Ken Dryden’s long review for All About Jazz of Take Five: The Public and Private Lives of Paul Desmond notes an aspect of the book with which I took some pains.
Ramsey avoids the use of psychobabble to explain Desmond’s relationship with his mentally disturbed mother, his reluctance to make long term commitments to any of the women in his life, or his experimentation with drugs. Instead one comes to accept them as part of his extremely complex character.
Read the entire review here.
Also in AAJ, Jack Bowers writes of The Bill Holman Band Live:
Big-band album of the year? It’s too early to say, but the first-ever live recording by the superlative Bill Holman Band has earned front-runner status for that honor and will surely be hard to trump. Holman, an acknowledged master in the realm of writing and arranging for large ensembles, already has one Grammy Award in the trophy case (for Brilliant Corners, his ingenious adaptation of the music of Thelonious Monk), and could soon have another if NARAS members lay aside any unreasonable biases and vote with their ears.

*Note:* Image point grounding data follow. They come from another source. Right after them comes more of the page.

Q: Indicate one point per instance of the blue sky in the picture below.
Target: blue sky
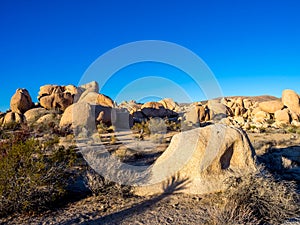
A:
(251, 46)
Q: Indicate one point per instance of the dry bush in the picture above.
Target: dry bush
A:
(100, 186)
(30, 178)
(255, 199)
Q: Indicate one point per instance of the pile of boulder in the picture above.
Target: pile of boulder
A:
(85, 106)
(246, 112)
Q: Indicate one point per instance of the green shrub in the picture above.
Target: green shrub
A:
(30, 178)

To read Bowers’ full review, go here.
Full disclosure: I wrote the liner essay for the album. It’s always fun to analyze one of Holman’s arrangements.

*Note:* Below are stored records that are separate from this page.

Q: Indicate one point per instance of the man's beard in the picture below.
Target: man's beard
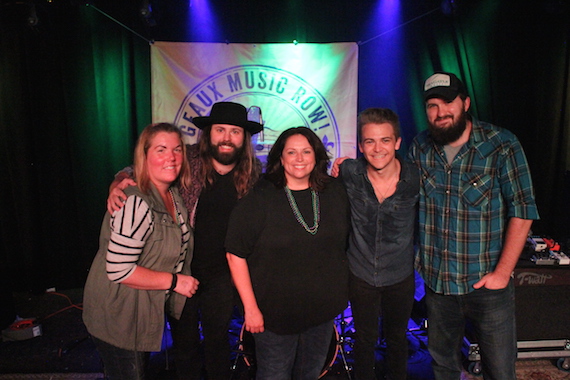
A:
(226, 158)
(446, 135)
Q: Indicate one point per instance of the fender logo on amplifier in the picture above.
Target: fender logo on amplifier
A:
(533, 278)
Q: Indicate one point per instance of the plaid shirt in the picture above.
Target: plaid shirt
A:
(465, 205)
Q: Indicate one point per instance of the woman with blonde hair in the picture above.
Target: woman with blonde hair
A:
(142, 266)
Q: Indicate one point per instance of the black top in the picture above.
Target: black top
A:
(299, 280)
(213, 211)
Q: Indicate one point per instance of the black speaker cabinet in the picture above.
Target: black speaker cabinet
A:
(542, 299)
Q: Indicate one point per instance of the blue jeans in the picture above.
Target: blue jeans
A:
(492, 315)
(121, 364)
(296, 356)
(212, 307)
(394, 303)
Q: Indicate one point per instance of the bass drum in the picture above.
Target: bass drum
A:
(247, 349)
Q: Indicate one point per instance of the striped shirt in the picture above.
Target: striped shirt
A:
(465, 205)
(130, 228)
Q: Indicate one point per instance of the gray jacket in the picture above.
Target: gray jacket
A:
(129, 318)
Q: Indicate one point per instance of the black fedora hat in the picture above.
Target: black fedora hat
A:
(228, 113)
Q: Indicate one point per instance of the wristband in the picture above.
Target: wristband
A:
(174, 282)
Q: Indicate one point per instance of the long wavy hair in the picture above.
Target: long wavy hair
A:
(275, 172)
(246, 172)
(141, 150)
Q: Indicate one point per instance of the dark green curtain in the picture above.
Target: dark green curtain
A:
(74, 93)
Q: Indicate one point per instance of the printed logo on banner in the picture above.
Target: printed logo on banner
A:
(285, 99)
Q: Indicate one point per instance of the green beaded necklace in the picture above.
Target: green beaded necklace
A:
(299, 216)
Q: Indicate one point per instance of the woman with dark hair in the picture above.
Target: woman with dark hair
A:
(286, 246)
(140, 268)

In “Woodrow,” leading up to Christian Jacob’s piano solo, Willis has the trumpets and the trombones play catch with a triplet figure. The reeds expand on the figure in ascent and Jacob echoes it as he begins his solo. Midway through Ray Herrmann’s tenor sax solo, triplet figures emerge again, this time tossed back and forth between the trumpets and the reeds, but only momentarily. The triplets make a final appearance in the ascending lines the sections play to end the piece. It is one of the threads that holds the arrangement together. Another, recalling the trombone section’s opening notes, is Bob Efford’s baritone sax combination of punchy off-beat quarter notes, and long tones. The baritone provides underscoring as the brass and reeds intermingle phrases that add up to the sort of thing Brookmeyer was talking about when he said that Holman’s arrangements speak. This is musical conversation of the highest order.
The rest of the notes come with the CD.